Seagulls flapping in the breeze, crying. Good stiff wind. Cold enough to make me wish I’d dug out my jacket from the boot. Still, it’s bracing. Better than the stale moist air inside those gloomy Titanic rooms. Could hardly breathe in there. Just imagining the air in steerage on a ship like that. As it was going down. Worst way to drown, I should think. Trapped below deck, icy water rushing in. Must have been a lot of screaming. Last thing you’d hear. Cries of drowning men.
And here, looking out over the water is young Annie Moore and her two brothers. First immigrant to pass through newly-opened Ellis Island on January 1, 1892. Imagine a 14-year-old girl crossing the ocean with brothers only 11 and 7. Parents in New York already for several years. Annie and the boys left behind in Cork, waiting. Until a letter comes with money for passage. Just enough to crowd into steerage and spend 12 days making the crossing, seasick almost every day, scared out of her wits.

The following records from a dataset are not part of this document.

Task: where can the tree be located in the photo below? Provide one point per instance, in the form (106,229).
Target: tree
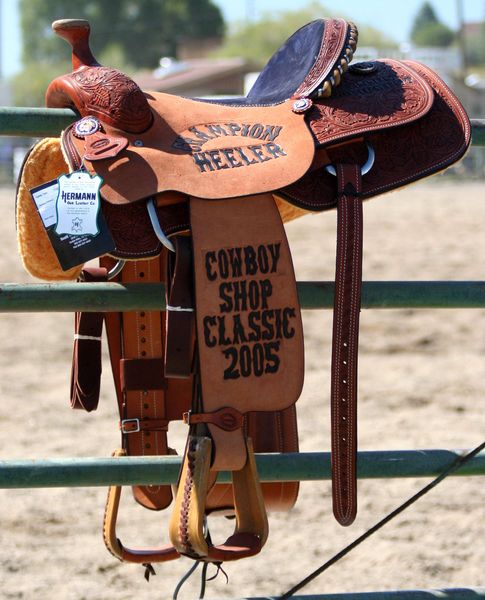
(143,30)
(428,30)
(257,41)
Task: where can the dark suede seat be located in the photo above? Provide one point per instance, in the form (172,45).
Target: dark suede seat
(302,62)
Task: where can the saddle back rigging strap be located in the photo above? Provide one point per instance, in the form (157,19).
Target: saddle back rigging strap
(194,193)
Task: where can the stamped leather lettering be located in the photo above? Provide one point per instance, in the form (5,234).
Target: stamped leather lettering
(248,331)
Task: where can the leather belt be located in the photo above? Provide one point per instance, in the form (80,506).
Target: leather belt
(348,280)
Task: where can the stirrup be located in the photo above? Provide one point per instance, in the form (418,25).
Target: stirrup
(187,531)
(114,545)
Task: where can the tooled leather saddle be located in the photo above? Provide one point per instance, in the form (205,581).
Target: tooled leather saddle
(194,193)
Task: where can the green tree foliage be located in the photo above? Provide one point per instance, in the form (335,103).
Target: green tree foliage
(428,30)
(257,41)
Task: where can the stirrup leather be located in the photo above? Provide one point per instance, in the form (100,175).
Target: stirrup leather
(113,543)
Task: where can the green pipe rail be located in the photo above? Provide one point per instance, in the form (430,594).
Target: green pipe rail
(42,122)
(305,466)
(92,297)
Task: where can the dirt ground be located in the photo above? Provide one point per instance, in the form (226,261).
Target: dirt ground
(421,386)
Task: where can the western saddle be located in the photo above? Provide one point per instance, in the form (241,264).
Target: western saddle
(193,193)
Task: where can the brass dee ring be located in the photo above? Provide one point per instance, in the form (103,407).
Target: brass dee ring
(365,168)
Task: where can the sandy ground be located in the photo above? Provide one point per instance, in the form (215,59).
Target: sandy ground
(421,386)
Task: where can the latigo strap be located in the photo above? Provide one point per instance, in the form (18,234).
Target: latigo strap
(348,279)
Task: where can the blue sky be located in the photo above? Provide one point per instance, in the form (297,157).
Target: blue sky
(394,17)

Sail pass the Statue of Liberty on New Year’s Day, 1892. Which just happens to be Annie’s 15th birthday. What was she thinking? Probably tough as nails by then. Had to be. Can’t spend almost two weeks in the hold of a ship with two boys to look after and not age quickly. A barge unloads them and shuttles them to the new landing place, Ellis Island. A ramp is lowered. And the first one down, tripping as she goes, is Miss Annie Moore. And there to meet her is an official with a bushy walrus mustache who hands her a $10 gold piece. What’s this for? she asks. For being first, says he. First what? The first immigrant to pass through Ellis Island.
What must she have thought? More money than she’d ever seen in her life, she tells a newsman. I’ll keep it forever as a memento, she says. But surely it was spent. No doubt she held out her palm to show her father, who was waiting for her and the boys, and she never saw it again. Can’t hold on to a gold piece like it was a ticket stub. Not in a poor Irish family with four children trying to make a go of it in New York. That gold coin was spent. No doubt.
And what of Annie? Married a German immigrant, of all things. A fish monger. And had eleven children with him, some of whom died before they could walk. And Annie died young herself of heart failure. Only fifty. Buried in Queens. Never did see Ireland again. Maybe that’s why they designed her sculpture here the way they did; with her gazing back towards Ireland. Forever gazing back.